Das Körperschaftsteuerrecht gibt juristischen Personen des öffentlichen Rechts die Möglichkeit, mehrere Betriebe gewerblicher Art (BgA) steuerlich zusammenzufassen, wenn zwischen ihnen nach dem Gesamtbild der tatsächlichen Verhältnisse objektiv eine enge wechselseitige technisch-wirtschaftliche Verflechtung von einigem Gewicht besteht (§ 4 Abs. 6 Satz 1 Nr. 2 KStG). So können verlustträchtige Tätigkeiten wie beispielsweise der Betrieb eines Schwimmbads mit gewinnträchtigen Betrieben wie zum Beispiel der Energieversorgung verrechnet werden.
Finanzverwaltung und Teile des Schrifttums vertraten bisher die Ansicht, dass die Zusammenfassung mehrerer BgA mehrstufig oder kettenförmig erfolgen könne (vgl. Schreiben des Bundesministeriums der Finanzen vom 12. November 2009, BStBl. I 2009, 1303). Dabei werden auf einer ersten Stufe zunächst zwei BgA zu einem Gesamt-BgA zusammengefasst und auf einer weiteren Stufe ein weiterer BgA mit diesem Gesamt-BgA zusammengefasst. Dem ist der BFH nun mit Urteil vom 29. August 2024, V R 43/21, entgegengetreten. Auch bei einer Zusammenfassung von mehr als zwei BgA müssen die Voraussetzungen des § 4 Abs. 6 Satz 1 KStG jeweils zwischen allen BgA, die zusammengefasst werden sollen, vorliegen.

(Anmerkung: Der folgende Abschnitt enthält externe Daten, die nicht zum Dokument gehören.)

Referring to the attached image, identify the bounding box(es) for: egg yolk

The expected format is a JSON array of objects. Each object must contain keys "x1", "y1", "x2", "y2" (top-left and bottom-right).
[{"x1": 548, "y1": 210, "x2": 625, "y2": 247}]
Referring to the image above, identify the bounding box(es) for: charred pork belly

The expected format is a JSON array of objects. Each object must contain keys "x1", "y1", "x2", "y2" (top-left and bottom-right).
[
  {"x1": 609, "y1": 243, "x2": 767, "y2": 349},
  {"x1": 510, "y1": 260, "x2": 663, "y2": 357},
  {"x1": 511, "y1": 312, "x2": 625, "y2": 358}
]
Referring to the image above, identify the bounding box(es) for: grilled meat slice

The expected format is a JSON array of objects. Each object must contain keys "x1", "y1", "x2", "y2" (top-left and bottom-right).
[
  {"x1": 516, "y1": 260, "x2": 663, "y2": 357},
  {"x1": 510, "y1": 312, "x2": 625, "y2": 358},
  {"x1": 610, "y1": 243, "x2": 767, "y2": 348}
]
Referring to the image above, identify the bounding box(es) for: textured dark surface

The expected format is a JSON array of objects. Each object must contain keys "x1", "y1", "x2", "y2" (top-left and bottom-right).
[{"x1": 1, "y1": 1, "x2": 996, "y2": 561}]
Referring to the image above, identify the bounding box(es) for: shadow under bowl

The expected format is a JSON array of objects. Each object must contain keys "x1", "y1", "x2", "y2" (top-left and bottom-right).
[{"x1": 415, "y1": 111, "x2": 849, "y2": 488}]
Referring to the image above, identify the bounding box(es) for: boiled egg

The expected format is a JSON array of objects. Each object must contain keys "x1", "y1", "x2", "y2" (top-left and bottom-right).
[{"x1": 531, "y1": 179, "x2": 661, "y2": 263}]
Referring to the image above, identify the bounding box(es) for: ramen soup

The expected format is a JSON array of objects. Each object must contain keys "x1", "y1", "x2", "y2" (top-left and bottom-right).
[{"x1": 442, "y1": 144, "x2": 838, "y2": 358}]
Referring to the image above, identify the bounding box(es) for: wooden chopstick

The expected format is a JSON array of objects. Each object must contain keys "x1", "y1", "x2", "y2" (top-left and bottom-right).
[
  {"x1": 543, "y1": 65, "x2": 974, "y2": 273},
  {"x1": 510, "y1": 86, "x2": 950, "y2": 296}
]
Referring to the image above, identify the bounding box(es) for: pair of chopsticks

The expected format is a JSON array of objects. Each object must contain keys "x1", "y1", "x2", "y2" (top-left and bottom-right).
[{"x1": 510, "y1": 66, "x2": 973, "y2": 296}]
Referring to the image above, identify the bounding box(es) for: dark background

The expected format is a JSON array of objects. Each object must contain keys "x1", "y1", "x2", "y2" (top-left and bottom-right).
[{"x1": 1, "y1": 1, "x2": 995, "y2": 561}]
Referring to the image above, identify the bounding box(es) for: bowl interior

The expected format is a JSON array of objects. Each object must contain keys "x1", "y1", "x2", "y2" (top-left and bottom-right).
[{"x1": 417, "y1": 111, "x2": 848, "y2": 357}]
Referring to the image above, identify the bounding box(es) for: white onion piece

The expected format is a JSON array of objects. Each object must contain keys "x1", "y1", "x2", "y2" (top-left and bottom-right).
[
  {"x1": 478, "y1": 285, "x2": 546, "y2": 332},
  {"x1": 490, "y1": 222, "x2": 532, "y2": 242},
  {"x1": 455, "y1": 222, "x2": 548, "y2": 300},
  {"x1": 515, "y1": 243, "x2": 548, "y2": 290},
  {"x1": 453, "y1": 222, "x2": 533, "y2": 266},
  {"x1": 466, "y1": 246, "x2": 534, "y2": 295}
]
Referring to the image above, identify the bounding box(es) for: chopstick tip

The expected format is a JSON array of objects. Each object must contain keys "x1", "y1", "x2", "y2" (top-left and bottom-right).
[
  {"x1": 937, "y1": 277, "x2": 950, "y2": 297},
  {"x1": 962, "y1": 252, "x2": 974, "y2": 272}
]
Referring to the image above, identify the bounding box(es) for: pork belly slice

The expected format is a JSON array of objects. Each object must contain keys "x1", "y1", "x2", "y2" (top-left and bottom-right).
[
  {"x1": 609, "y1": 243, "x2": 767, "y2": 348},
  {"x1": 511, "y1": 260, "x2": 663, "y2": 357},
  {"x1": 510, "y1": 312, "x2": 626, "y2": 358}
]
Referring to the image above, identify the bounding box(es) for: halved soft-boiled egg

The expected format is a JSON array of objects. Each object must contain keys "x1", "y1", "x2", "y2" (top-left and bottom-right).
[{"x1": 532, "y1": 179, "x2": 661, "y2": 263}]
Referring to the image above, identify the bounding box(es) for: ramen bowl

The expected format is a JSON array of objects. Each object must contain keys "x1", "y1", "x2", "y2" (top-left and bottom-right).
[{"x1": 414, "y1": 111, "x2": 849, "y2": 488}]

Im Urteilsfall betrieb eine Körperschaft öffentlichen Rechts diverse BgA. Unter einem BgA Versorgung fasste die Steuerpflichtige den verlustträchtigen Betrieb eines Freibads mit den gewinnträchtigen Betrieben der Wasserversorgung und zweier Blockheizkraftwerke (BHKW) zusammen. Dabei wurde die Wärme der BHKW teilweise zum Beheizen des Freibads und zum anderen Teil für die Versorgung eines Wohngebiets genutzt. Der mit den BHKW erzeugte Strom wurde an einen Versorger verkauft. Das Finanzamt trat der Zusammenfassung entgegen und ordnete den Freibadbetrieb mangels enger wechselseitiger technisch-wirtschaftlicher Verflechtung von einigem Gewicht als eigenständigen BgA ein, denn das BHKW liefere lediglich Wärme an das Freibad wie an fremde Dritte.
Der BFH stellte klar, dass eine Zusammenfassung von BgA gemäß
§ 4 Abs. 6 Satz 1 KStG nur dann zulässig ist, wenn die tatbestandlichen Voraussetzungen für die Zusammenfassung zwischen allen BgA, die zusammengefasst werden sollen, vorliegen. Die in dem Schreiben des Bundesministeriums der Finanzen vom 12. November 2009 niedergelegte Auffassung zur Kettenzusammenfassung stehe nicht mit dem geltenden Recht in Einklang. Begründet hat der V. Senat seine Auffassung mit den klassischen Argumenten: Wortlaut, Sinn und Zweck sowie Gesetzgebungsgeschichte der Vorschrift.
Das Urteil des BFH ist nur eines aus einer Reihe von Urteilen zur Zusammenfassung von BgA. Für die Praxis bedeutet dieses Urteil eine strengere Handhabung bei der steuerlichen Bewertung der Zusammenfassung mehrerer BgA. Es ist dringend zu empfehlen, Zusammenfassungen mehrerer BgA daraufhin zu überprüfen, ob die Voraussetzungen der Zusammenfassung zwischen allen BgA vorliegen. Das Urteil gilt nicht nur für die dort in Streit stehende Zusammenfassung aufgrund enger wechselseitiger technisch-wirtschaftlicher Verflechtung nach § 4 Abs. 6 Nr. 2 KStG, sondern auch für die Zusammenfassung wegen Gleichartigkeit nach § 4 Abs. 6 Nr. 1 KStG.